The reattribution of Aviva’s £4bn orphan funds – I am quoting commentators – is quite simple and why would we need Clare Spottiswoode as an arbitrator/ negotiator if we had a competent regulator to fall back on?
Australian Mutual Provident (AMP) did a great job with reattribution of NPI and Pearl assets, to the point where both companies – and Pearl had the best asset ratio in the business when AMP took over – are scrawny shadows of their former selves. The guts have been ripped out of them. That debacle was overseen by a regulator supposedly competent in ensuring that the consumer got a fair deal.
My own 16-year-term low-cost endowment paid £4,000 less than it was supposed to do in 2004 – no I did not claim compensation, as many others who sold themselves policies did.
Why was my policy short on bonuses when clearly there was £4bn sat in someone’s back pocket?

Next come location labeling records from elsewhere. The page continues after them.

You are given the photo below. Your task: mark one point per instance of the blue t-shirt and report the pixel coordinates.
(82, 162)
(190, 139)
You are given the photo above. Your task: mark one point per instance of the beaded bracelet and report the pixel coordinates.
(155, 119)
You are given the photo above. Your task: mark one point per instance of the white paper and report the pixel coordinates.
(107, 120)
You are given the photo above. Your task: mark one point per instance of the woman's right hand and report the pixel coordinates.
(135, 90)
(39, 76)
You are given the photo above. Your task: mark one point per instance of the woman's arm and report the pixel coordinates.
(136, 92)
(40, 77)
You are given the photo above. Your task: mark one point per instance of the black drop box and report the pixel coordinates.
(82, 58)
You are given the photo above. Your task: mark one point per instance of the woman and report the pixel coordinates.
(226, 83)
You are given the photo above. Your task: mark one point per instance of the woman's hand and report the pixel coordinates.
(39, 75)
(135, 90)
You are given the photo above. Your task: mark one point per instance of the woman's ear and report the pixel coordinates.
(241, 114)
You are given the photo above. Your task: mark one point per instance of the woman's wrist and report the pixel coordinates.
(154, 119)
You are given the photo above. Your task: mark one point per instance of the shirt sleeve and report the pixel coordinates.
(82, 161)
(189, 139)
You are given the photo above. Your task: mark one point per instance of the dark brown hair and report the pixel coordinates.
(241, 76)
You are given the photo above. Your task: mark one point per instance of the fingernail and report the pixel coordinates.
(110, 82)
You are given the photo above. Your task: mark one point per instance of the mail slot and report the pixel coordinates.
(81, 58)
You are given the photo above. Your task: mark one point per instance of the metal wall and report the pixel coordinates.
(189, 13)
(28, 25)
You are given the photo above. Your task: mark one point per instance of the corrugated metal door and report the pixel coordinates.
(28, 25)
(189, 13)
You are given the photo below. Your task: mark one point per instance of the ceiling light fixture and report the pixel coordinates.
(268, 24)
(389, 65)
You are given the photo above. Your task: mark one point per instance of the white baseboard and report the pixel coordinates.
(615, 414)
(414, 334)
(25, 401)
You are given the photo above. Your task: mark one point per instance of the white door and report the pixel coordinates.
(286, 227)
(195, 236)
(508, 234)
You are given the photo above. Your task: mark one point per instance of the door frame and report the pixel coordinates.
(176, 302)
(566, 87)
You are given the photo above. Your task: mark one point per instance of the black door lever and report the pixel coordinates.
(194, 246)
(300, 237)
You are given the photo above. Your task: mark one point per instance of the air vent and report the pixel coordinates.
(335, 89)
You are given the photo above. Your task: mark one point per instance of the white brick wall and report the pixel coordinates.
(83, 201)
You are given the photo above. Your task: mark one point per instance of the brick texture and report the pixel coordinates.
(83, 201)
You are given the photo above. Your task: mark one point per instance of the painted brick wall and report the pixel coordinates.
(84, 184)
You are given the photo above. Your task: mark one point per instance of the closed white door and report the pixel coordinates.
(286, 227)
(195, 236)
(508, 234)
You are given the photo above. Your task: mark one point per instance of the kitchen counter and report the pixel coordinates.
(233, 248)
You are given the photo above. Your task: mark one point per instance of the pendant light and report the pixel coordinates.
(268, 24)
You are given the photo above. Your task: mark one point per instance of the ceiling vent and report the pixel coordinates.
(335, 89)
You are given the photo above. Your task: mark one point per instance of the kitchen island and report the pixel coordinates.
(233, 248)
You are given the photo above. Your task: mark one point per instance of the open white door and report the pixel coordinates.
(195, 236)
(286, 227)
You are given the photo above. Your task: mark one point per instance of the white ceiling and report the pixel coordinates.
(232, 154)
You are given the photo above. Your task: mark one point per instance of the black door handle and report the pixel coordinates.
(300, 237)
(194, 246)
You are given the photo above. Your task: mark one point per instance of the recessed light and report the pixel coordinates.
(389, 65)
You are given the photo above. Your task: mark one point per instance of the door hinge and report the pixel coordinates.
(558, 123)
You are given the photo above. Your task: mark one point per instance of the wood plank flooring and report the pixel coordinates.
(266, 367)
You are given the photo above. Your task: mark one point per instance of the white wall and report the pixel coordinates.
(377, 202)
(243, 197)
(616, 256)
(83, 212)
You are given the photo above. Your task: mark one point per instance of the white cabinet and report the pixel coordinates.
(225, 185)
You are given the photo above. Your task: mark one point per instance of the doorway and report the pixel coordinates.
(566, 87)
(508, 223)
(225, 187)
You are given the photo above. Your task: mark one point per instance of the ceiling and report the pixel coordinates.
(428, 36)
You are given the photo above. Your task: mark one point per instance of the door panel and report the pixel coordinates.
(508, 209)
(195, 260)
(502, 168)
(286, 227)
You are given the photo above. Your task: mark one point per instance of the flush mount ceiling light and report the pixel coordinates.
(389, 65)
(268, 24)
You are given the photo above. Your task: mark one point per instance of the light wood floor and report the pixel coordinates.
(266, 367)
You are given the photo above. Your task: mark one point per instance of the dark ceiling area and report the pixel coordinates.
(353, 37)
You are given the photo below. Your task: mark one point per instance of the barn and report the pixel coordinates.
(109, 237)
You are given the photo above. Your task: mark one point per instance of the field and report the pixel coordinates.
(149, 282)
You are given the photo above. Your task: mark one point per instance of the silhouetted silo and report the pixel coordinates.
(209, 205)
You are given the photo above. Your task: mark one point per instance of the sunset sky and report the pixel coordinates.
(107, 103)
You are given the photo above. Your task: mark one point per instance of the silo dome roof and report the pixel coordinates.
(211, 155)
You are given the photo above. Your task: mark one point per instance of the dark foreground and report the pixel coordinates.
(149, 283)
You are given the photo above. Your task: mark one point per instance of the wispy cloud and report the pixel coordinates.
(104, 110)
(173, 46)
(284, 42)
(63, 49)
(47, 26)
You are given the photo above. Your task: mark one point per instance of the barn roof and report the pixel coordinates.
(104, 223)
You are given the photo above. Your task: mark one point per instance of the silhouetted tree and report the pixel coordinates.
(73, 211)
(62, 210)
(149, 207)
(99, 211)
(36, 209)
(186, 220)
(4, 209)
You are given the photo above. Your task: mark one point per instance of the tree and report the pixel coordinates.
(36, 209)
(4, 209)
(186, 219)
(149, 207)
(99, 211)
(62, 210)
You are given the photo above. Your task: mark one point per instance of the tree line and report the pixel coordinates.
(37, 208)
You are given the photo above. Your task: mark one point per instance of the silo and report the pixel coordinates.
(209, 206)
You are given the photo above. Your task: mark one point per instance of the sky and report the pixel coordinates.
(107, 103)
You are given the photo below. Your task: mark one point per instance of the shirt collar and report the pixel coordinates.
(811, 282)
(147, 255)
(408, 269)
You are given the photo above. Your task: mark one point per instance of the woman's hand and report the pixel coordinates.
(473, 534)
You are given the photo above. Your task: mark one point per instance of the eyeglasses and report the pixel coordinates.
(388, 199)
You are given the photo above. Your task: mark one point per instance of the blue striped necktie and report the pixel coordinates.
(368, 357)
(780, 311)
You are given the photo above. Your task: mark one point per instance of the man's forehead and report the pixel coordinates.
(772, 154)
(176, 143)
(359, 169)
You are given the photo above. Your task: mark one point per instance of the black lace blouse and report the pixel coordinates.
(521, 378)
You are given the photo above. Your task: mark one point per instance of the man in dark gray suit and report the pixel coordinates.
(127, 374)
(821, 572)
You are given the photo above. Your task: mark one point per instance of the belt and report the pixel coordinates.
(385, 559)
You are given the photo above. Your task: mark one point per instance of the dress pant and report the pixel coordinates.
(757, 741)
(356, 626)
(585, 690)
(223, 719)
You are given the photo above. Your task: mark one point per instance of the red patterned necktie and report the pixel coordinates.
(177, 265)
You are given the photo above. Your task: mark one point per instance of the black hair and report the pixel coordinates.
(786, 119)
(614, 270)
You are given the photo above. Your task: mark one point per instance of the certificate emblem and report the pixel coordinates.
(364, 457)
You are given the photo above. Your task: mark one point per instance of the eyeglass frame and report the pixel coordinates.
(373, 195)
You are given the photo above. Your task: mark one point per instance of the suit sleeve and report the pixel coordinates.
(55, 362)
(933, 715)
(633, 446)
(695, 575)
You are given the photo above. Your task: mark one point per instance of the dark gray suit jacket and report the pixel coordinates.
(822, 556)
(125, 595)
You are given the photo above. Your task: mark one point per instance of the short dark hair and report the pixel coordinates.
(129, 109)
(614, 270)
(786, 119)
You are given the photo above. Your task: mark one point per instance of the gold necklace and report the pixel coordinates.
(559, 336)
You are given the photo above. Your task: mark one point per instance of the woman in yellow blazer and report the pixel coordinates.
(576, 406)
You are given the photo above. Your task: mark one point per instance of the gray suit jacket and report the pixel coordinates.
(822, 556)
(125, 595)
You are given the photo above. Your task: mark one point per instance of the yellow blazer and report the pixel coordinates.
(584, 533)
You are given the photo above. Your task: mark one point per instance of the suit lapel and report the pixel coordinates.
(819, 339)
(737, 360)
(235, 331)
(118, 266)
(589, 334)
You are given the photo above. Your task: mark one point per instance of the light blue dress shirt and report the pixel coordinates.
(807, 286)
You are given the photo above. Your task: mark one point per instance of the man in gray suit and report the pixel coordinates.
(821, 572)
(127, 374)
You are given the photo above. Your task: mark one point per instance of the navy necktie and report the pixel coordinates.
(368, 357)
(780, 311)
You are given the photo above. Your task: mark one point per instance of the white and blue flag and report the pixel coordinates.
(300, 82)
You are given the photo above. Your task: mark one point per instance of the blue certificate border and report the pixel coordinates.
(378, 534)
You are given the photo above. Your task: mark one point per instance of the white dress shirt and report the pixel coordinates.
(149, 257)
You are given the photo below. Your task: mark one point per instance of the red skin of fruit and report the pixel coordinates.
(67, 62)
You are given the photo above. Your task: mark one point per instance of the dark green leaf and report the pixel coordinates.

I still have all my academic books from studying my ACII and poring over their content find a very simple answer to the question of reattribution – 90 per cent of the value belongs to the policyholders and 10 per cent to shareholders.
The only difficulty with sharing it out seems to be which policyholders and when did the shareholders become interested? The answer to the former is all with-profits policyholders in equal shares according to their sum assured and because they were proprietary companies, the shareholders of GA and CU should get 10 per cent.
The records should easily disclose who constitutes the population of either group and I suspect because these were orphan funds, they were not included in the purchase price during any takeover activity.
I can already see raised eyebrows because of the complexity of the problem. Certainly, Clare Spottiswoode and any other advocate should be at least ACII, if not FCII, accompanied by an appropriately qualified and with-profits-experienced actuarial background to be able to negotiate a proper deal for with-profits policyholders and perhaps even send me the £4,000 shortfall from my maturing contract.
There are far too many unqualified individuals passing out other people’s money in the life insurance industry – and that includes pensions – for yet another crop of unqualified, and I assume very well paid, interlopers to feed off the benefits that we sold with a genuine belief in the life insurance and pension industry with-profits principle.